Needless to say, we were too busy to get in trouble. At our reunions, we discovered that no one had divorced, been in jail or spent time in prison. We were good employees and were able to keep our jobs thru to retirement. Big difference between then and now, sadly.

madinmaryland

(64,931 posts)
6. I had a similar experience growing up in NW Ohio.
Sat Jan 25, 2014, 04:53 PM
Jan 2014

I was there from 75-79 and actually since it was a consolidated school (K-12 in the same building complex) I was there from 66-79.

We had about 75 in our graduating class, and it seems that our curriculum was similar to yours.

MineralMan

(146,262 posts)
8. I think that was typical for schools in
Sat Jan 25, 2014, 08:59 PM
Jan 2014

smaller communities, and I hear similar stories from everyone who went to such schools. I think there is something to be learned from that, but I'm not sure what it is.

Frustratedlady

(16,254 posts)
11. I think a lot of it is students are a name not a number. You don't get lost in the crowd.
Sat Jan 25, 2014, 09:43 PM
Jan 2014

In smaller schools, teachers not only taught the students, one on one, if needed, but the students had to take responsibility to manage time since they were so busy with extra-curricular activities. In the process, they learned punctuality and became comfortable using their talents or learning new ones. You were constantly learning and growing.

From middle school through high school, the teachers were there to teach and encourage. What overload you could take off their shoulders, the better. This gave you opportunities to learn how to set up and organize activities such as fundraisers, science fairs, musical performances and so many other tasks that had to be shared because there simply weren't enough hours in the day for the teachers to handle this load. Imagine the lessons we learned from those activities.

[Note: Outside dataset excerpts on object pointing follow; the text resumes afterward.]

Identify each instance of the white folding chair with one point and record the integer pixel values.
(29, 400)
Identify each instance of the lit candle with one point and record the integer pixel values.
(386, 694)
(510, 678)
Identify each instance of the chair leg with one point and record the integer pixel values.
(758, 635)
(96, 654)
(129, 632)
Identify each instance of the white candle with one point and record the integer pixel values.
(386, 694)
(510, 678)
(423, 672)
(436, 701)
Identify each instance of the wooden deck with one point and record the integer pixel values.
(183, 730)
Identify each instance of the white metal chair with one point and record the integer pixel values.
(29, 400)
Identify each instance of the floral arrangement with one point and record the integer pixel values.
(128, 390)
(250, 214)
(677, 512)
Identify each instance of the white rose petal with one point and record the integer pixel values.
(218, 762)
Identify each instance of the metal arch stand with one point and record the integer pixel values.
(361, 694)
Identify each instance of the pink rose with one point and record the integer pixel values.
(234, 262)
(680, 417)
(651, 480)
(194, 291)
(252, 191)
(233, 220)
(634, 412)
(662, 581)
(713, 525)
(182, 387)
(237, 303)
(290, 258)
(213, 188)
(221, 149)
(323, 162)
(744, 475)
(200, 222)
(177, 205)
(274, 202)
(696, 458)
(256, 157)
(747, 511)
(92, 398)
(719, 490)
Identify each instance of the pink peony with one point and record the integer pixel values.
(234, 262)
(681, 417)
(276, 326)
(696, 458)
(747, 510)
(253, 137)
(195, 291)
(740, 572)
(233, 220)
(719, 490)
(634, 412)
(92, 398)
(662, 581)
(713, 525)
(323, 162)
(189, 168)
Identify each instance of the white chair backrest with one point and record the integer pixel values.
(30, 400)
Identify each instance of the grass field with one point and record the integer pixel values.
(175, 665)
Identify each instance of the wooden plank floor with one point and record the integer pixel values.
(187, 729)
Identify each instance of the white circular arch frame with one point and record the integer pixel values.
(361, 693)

When the load was heavier than what the students could handle, in stepped the parents...usually the mothers in support of the band and musical programs (uniforms, instruments and robes), for instance, plus providing transportation to competitions and helping with fundraisers. One big happy family.

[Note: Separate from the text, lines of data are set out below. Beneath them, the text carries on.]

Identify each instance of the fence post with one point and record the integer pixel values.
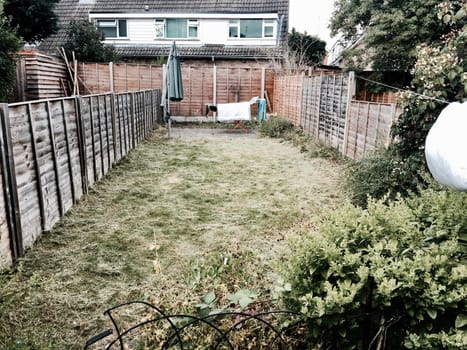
(114, 124)
(35, 155)
(214, 87)
(368, 313)
(55, 159)
(350, 88)
(263, 81)
(111, 77)
(9, 185)
(132, 119)
(80, 128)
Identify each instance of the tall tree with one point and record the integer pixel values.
(306, 48)
(86, 41)
(9, 45)
(391, 30)
(34, 20)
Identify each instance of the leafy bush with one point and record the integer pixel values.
(383, 174)
(275, 127)
(411, 248)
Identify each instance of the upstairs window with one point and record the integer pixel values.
(112, 28)
(176, 28)
(268, 28)
(251, 28)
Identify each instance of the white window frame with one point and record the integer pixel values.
(159, 28)
(112, 23)
(267, 23)
(161, 33)
(234, 23)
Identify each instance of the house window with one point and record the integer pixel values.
(160, 28)
(268, 28)
(176, 28)
(251, 28)
(112, 28)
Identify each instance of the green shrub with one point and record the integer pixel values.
(383, 174)
(275, 127)
(411, 248)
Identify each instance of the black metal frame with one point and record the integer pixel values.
(175, 338)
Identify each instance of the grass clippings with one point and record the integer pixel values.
(154, 230)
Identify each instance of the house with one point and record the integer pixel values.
(203, 29)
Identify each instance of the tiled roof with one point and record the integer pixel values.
(68, 10)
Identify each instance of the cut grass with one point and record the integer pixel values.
(152, 229)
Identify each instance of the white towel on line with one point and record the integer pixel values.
(230, 112)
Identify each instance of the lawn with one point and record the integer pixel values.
(159, 228)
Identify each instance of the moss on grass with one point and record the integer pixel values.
(168, 207)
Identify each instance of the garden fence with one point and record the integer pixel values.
(53, 150)
(203, 83)
(324, 106)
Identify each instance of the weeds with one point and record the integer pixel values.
(158, 229)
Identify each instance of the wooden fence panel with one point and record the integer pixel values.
(40, 76)
(369, 127)
(53, 150)
(309, 118)
(333, 106)
(330, 115)
(203, 84)
(288, 97)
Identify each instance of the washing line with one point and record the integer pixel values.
(403, 90)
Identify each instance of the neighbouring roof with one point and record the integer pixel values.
(68, 10)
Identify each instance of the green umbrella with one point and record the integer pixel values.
(174, 76)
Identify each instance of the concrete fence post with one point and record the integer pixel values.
(9, 185)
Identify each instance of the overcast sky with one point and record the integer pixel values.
(313, 17)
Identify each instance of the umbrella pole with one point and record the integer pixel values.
(169, 119)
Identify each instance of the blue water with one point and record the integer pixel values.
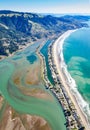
(76, 51)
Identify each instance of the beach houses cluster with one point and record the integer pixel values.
(73, 121)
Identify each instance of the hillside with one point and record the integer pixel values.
(18, 28)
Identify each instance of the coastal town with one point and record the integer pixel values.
(73, 120)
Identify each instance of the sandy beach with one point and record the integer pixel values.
(57, 49)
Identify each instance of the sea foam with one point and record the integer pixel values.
(84, 106)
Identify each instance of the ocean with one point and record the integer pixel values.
(76, 52)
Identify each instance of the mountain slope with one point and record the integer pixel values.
(18, 28)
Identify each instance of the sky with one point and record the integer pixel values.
(47, 6)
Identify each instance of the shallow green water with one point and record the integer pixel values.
(48, 109)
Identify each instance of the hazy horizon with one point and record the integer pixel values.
(47, 6)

I am in my 70s, but I still draw on those experiences and up pop those wonderful memories. I SO wish my grandchildren could have experienced the same.

malthaussen

(17,175 posts)
12. I used to sign with my student number as a form of protest.
Sat Jan 25, 2014, 10:05 PM
Jan 2014

41414, remember it well. It's an easy number to remember!

I went to high school a decade later than you on the opposite coast. We had the same tracking system but our high school was 10-12th grades, and we had about 1200 kids in the school (of whom approximately two were black). Baby Boom city, most of our classes had 30+ students. The school had just "reformed" before I entered, removing the "honors" track for high-achieving students. Except they didn't really remove the track -- all the "smart" kids were in the same group -- they just stopped giving extra credit for the tougher courses. When I asked why they did that, the answer was something along the lines of not wanting to encourage the kids to feel "better" than their peers. I dunno, this may be a relict of the beginning of the downfall of education.

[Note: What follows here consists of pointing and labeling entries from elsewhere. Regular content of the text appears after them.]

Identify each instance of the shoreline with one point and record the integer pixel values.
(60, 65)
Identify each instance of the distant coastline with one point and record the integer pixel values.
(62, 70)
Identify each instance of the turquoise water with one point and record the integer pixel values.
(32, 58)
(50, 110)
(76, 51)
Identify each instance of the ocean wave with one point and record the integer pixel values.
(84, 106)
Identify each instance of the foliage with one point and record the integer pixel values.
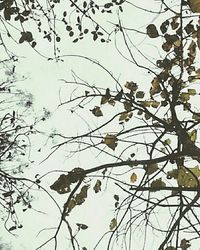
(159, 168)
(151, 136)
(15, 144)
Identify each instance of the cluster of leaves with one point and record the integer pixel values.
(167, 111)
(78, 22)
(14, 145)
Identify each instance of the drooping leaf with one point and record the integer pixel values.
(167, 141)
(81, 226)
(193, 135)
(140, 94)
(155, 86)
(188, 177)
(97, 186)
(116, 197)
(192, 91)
(131, 86)
(185, 244)
(80, 197)
(110, 141)
(164, 26)
(158, 184)
(97, 111)
(196, 117)
(105, 98)
(113, 224)
(152, 31)
(118, 97)
(133, 177)
(170, 248)
(184, 97)
(194, 5)
(151, 168)
(125, 116)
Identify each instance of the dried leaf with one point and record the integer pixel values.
(81, 226)
(194, 5)
(110, 141)
(158, 184)
(133, 178)
(152, 31)
(97, 111)
(131, 86)
(151, 168)
(97, 186)
(113, 224)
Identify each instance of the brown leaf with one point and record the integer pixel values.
(152, 31)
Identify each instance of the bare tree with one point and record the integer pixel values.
(150, 137)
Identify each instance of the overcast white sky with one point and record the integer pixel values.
(43, 82)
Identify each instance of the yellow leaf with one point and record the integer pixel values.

We did the standardized tests, too. I got into a big argument with my guidance counselor about doing the Minnesota Standard, and she totally lost her cool, screamed at me, and ripped up the test. Which was fine with me, I was refusing to take it to begin with. I was a bit of a pain in the ass...

Our principal gave a speech at the start of one year, saying that most of the "children" in school were fine, well-adjusted individuals, but there were "two percent" who were problems. We immediately formed a group called the Two Percent. Way before Occupy Wall Street. One of the bennies of being singled out as a disciplinary problem was that we got to beat classes every week to do a group thing with the school district psychologist. Field trips, movies, sensitivity training. Hey, anything to get out of class. Ironically, I was already getting plenty of sensitivity training as a volunteer D and A counsellor. We did the same stuff as "discipline problems" as we did to train for counselling. Ah, the 70's.